Замолкаю, потому что мы оба слишком ярко помним его визит.
— Ты в любой момент мог меня найти, — добавляю совсем тихо. — Я ещё долго жила у мамы. Если бы ты приехал, то увидел бы Катю. Мы оба знаем, что ты не хотел меня видеть, так что прости. Тебя со счетов я списала.
Демид заметно дергается и с опаской оглядывается на спящую дочку.
— Спасибо за правду, — шепчет сипло. — Но я так и не услышал, почему Ди Стефано?
— Я не хотела, чтобы она была Покровской, — отвечаю и наблюдаю редкую картину в виде шокированного Ольшанского.
— И чем перед тобой так провинился Глеб?
Долго молчу, подбирая слова.
— Я не могу допустить, чтобы с Катей кто-то решил поквитаться из-за ошибок ее деда, — набираюсь смелости и добавляю, — и ее отца. Поэтому я попросила у Феликса в обмен на остров защиту фамильи. Винченцо решил ее по-своему.
Демид ложится обратно, подкладывая руку под голову. Теперь мы не видим друг друга, разделенные сопящей дочкой. Но я хорошо представляю, как сверкают в полумраке его глаза.

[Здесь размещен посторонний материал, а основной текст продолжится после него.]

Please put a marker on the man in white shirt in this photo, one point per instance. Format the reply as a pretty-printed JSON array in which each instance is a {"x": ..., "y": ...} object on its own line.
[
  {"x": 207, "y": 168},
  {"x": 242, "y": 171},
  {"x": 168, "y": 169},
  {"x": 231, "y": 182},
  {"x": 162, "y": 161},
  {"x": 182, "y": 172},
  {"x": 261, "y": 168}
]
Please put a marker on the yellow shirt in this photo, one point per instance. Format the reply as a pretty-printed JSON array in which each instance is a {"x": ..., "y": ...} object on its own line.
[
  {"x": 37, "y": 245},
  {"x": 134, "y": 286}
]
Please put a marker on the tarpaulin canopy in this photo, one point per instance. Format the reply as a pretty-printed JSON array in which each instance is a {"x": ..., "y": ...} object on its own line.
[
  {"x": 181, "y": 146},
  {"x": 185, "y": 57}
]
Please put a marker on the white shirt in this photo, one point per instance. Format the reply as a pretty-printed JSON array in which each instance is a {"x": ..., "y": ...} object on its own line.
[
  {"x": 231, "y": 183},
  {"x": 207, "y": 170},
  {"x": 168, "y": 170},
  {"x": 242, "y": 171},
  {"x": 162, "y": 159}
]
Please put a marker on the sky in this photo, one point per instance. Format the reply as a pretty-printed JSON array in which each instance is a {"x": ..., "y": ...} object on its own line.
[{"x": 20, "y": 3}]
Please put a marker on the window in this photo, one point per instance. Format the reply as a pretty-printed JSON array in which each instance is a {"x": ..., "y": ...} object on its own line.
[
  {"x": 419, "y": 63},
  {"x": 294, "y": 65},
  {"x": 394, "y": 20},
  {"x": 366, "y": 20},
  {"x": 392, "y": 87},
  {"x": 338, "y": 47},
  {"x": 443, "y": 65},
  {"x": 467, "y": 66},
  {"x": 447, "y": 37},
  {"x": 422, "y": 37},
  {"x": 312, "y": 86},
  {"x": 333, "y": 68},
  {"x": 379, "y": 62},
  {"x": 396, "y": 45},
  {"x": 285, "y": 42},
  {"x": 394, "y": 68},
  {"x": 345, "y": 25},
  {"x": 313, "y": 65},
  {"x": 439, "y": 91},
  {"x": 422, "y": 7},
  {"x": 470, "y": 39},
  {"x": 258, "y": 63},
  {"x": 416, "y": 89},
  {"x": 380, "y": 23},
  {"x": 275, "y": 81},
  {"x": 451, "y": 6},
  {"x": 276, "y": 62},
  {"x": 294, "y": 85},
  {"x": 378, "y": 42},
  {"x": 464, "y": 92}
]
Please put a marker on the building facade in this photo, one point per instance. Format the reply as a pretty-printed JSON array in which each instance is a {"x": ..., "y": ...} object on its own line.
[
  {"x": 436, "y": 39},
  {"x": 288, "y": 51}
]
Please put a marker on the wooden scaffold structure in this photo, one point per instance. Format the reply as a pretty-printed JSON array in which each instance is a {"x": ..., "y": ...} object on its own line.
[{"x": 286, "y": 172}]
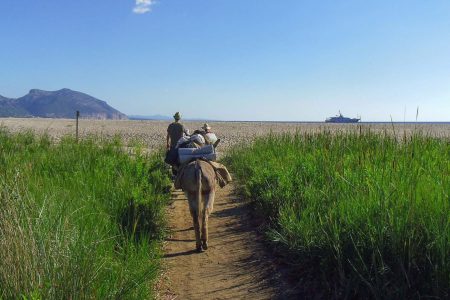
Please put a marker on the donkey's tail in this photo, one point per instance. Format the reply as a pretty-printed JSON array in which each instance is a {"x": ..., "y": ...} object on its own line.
[{"x": 199, "y": 185}]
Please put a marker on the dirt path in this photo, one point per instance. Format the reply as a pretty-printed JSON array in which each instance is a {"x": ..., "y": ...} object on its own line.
[{"x": 235, "y": 266}]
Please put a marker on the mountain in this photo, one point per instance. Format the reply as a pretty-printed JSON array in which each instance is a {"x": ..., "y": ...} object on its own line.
[{"x": 57, "y": 104}]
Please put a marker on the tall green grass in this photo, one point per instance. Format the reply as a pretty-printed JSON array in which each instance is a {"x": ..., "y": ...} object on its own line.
[
  {"x": 78, "y": 220},
  {"x": 358, "y": 214}
]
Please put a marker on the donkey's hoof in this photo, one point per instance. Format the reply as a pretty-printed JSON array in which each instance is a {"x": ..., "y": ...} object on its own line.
[{"x": 205, "y": 245}]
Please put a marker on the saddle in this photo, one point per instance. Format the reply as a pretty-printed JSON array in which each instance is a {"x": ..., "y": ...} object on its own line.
[{"x": 223, "y": 177}]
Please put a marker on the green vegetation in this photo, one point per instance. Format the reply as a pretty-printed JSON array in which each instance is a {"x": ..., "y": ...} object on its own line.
[
  {"x": 358, "y": 214},
  {"x": 78, "y": 220}
]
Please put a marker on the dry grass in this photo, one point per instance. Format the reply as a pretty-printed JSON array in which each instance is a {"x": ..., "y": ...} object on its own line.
[{"x": 153, "y": 133}]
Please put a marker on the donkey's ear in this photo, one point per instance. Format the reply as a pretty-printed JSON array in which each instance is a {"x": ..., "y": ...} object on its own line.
[{"x": 216, "y": 143}]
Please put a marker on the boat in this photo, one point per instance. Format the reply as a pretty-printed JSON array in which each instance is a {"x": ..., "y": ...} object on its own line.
[{"x": 341, "y": 119}]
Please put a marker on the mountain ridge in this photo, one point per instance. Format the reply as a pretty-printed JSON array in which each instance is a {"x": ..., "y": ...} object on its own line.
[{"x": 58, "y": 104}]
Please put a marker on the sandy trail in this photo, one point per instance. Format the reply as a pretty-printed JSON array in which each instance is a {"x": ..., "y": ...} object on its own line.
[{"x": 235, "y": 266}]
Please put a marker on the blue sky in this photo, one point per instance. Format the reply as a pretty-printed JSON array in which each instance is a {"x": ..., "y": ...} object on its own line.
[{"x": 235, "y": 59}]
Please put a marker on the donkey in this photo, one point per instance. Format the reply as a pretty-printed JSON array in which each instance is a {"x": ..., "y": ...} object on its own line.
[{"x": 198, "y": 182}]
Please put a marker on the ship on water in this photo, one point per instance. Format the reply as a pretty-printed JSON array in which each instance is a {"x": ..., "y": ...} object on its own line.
[{"x": 341, "y": 119}]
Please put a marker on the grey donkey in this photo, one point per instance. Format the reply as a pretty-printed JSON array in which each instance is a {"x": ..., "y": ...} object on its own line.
[{"x": 198, "y": 182}]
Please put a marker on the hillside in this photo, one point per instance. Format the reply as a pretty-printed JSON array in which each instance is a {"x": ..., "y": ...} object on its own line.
[{"x": 57, "y": 104}]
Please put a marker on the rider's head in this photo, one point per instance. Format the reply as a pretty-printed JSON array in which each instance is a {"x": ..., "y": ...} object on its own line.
[{"x": 206, "y": 127}]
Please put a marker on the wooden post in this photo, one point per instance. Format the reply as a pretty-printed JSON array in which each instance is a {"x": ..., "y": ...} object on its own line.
[{"x": 77, "y": 116}]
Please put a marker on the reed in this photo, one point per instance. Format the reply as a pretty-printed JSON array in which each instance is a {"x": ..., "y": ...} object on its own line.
[
  {"x": 359, "y": 214},
  {"x": 78, "y": 219}
]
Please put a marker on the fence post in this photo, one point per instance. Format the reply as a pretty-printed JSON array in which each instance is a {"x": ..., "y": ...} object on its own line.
[{"x": 77, "y": 116}]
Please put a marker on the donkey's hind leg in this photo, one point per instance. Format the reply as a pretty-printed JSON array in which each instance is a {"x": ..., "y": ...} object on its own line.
[
  {"x": 207, "y": 209},
  {"x": 195, "y": 218}
]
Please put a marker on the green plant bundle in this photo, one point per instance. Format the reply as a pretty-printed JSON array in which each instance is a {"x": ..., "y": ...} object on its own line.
[
  {"x": 78, "y": 219},
  {"x": 365, "y": 213}
]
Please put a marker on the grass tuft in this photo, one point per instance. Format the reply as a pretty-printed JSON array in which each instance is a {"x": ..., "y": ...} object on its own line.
[
  {"x": 359, "y": 214},
  {"x": 62, "y": 228}
]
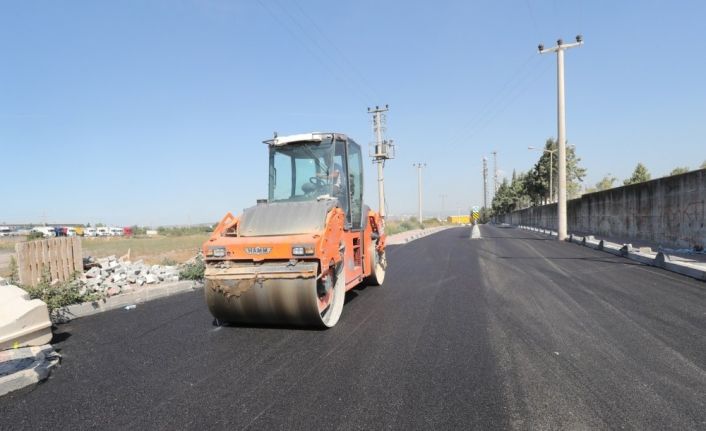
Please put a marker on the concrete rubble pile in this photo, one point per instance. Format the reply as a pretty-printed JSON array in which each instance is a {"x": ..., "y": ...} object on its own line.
[{"x": 111, "y": 276}]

— Беременность была проблемной?
— Нет, — отвечаю в темноту, — все было хорошо.
— Катя отстает в развитии?
— Только в физическом. Она очень сообразительная девочка.
— Что было, когда я ушел?
— У меня начались роды. Вовремя вернулась мама, вызвала неотложку, и меня отвезли в больницу. Врачам удалось остановить родовую деятельность, и я две недели пролежала на сохранении.
— Знаю, у неё легкие не раскрылись, — перебивает Демид. — Значит, если бы я вернулся, нашел бы тебя в луже крови?
— У меня открылось кровотечение.
Я не хочу обвинять и не хочу судить. Я давно простила и отпустила. Но я слишком хорошо изучила Демида. И если он крайне требователен к другим, то к себе его требовательность возрастает в геометрической прогрессии.
Сейчас он сгрызает себя изнутри, и пока он сам себя не простит, мое прощение его не спасет.
Демид начинает говорить, и я вздрагиваю, насколько он зеркалит мои мысли. Или он просто научился телепатировать?
— Я очень виноват перед тобой, Ари, — в его голосе звенит настоящая физическая боль, — и я должен просить у тебя прощения. Но я не могу просить, чтобы ты меня простила, пока я сам себя не прощу.
— Ты ничего мне не должен, Демид, — сглатываю, — все твои долги только перед Катей.
— Нет, — он качает головой, протягивает руку через спящего ребенка и находит мою ладонь, — нет, Ари, это не так.